Il professor Sandro Pignatti, docente di botanica all'Universita' di Roma, in un'intervista alla rivista La Nuova Ecologia sostiene, per esempio, che tutta le vegetazione italiana, agricola e non, ne sarebbe irreparabilmente sconvolta (86).
Nel "rapporto Brundtland" si conclude: "Impossibile stabilire tutto cio' che avverra' finche' non si verifi-chera' davvero. La questione fondamentale e': quale grado di certezza esigono i governi prima di intraprendere iniziative concrete? Se aspettano finche' si abbia la riprova di significativi cambiamenti climatici, puo' darsi che sia troppo tardi per organizzare misure efficaci contro l'inerzia che ormai si sarebbe instaurata nel grande sistema globale. I tempi lunghissimi che occorrono per negoziare accordi internazionali relativi a questioni complesse riguardanti tutti i paesi hanno indotto alcuni esperti a concludere che e' gia' troppo tardi."(87)
Tuttavia, in tale rapporto, si sottolinea come la diffusione atmosferica globale di anidride carbonica potrebbe essere significativamente ridotta con il ricorso a misure che migliorino il rendimento energetico, senza che il ritmo di crescita del PIL subisca riduzioni.

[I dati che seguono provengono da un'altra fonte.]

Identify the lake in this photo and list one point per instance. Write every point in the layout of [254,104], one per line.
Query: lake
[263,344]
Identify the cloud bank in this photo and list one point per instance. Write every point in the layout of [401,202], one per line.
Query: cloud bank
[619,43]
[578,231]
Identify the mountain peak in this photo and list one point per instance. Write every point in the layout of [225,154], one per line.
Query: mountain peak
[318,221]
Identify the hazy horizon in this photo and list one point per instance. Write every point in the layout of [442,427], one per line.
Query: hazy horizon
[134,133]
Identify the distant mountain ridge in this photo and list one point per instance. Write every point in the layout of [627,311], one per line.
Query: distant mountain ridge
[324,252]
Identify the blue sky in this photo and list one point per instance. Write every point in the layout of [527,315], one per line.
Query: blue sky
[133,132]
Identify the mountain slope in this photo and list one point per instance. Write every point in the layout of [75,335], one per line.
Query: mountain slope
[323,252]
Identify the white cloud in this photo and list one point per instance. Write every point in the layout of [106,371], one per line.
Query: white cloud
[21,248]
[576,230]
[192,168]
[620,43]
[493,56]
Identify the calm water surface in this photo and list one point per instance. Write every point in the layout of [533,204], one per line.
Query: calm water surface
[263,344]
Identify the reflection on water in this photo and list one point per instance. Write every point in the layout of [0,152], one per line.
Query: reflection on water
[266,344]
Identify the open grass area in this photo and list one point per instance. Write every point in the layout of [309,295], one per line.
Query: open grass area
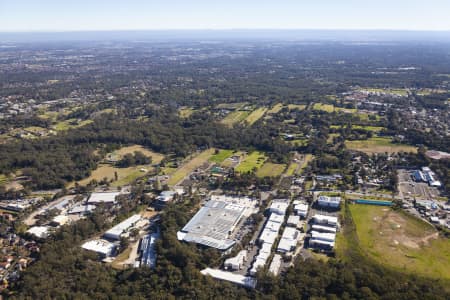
[275,109]
[186,112]
[124,175]
[252,161]
[400,241]
[235,117]
[255,115]
[379,145]
[190,166]
[270,170]
[297,106]
[70,123]
[156,157]
[324,107]
[291,169]
[221,156]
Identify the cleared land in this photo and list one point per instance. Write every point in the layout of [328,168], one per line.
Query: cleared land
[270,170]
[401,241]
[124,175]
[186,112]
[70,123]
[235,117]
[190,166]
[255,115]
[378,145]
[221,156]
[252,161]
[276,108]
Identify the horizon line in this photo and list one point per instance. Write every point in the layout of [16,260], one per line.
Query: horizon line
[225,29]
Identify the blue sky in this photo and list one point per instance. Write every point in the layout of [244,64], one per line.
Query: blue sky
[54,15]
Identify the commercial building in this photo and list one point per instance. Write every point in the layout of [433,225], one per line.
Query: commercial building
[101,247]
[117,231]
[213,225]
[325,220]
[60,220]
[293,221]
[301,210]
[41,232]
[105,198]
[236,263]
[147,250]
[326,201]
[231,277]
[275,266]
[279,206]
[288,240]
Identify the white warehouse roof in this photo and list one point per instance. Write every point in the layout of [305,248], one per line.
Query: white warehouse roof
[119,229]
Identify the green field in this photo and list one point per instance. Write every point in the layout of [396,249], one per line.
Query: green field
[255,115]
[221,156]
[276,108]
[70,123]
[186,112]
[270,170]
[400,241]
[235,117]
[253,160]
[190,166]
[378,145]
[297,106]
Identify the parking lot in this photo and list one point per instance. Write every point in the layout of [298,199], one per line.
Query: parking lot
[408,188]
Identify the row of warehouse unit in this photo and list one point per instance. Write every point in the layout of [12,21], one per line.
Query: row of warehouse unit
[323,234]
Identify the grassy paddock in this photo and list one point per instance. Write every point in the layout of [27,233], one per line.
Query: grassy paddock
[270,170]
[221,156]
[253,160]
[190,166]
[378,145]
[255,115]
[400,241]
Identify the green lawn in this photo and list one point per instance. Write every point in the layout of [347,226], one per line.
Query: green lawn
[378,145]
[401,241]
[253,160]
[270,170]
[255,115]
[190,166]
[221,156]
[235,117]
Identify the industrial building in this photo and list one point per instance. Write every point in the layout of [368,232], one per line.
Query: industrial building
[117,231]
[301,210]
[246,281]
[275,266]
[331,202]
[327,220]
[101,247]
[105,198]
[279,206]
[147,250]
[41,232]
[293,221]
[213,225]
[236,263]
[288,240]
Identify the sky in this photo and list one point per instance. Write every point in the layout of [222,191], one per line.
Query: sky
[81,15]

Uno scenario a basso consumo energetico, sulle pos-sibilita' del quale si disquisira' nel prossimo paragrafo, e' comunque visto in genere come una risposta nel breve periodo, data la speranza che si possa in un piu' lontano futuro disporre di energia pulita illimitata dalla fusione nucleare o al limite dalla fissione resa piu' sicura da tecnologie piu' avanzate.
Certamente, ammesso che cio' sia possibile, l'avvento di una tale forma di energia, che non immette nell'atmosfera CO2, potrebbe risolvere molti problemi.
Tuttavia, prendendo spunto dalle riflessioni di alcuni ecologisti, quali ad esempio Laura Conti ed Enzo Tiezzi (88), si puo' ritenere fondata l'ipotesi che, se i consumi energetici continuassero in seguito a crescere senza limiti, si ripresenterebbero prima o poi gli stessi pericoli di riscaldamento globale, dovuti questa volta alla produzione di calore e all'immissione di vapor acqueo nell'atmosfera.
La produzione antropica di calore dovuta alle trasforma-zioni energetiche costituisce oggi una frazione minima del calore di origine solare, del quale e' circa 1/16.000.
Quel che conta e' pero' il rapporto quantitativo tra il calore di origine antropica e la piu' piccola variazione di origine solare che sia capace di provocare effetti dannosi. Laura Conti sostiene che gravi danni si verificherebbero gia' ad un aumento dell'1% del calore di origine solare.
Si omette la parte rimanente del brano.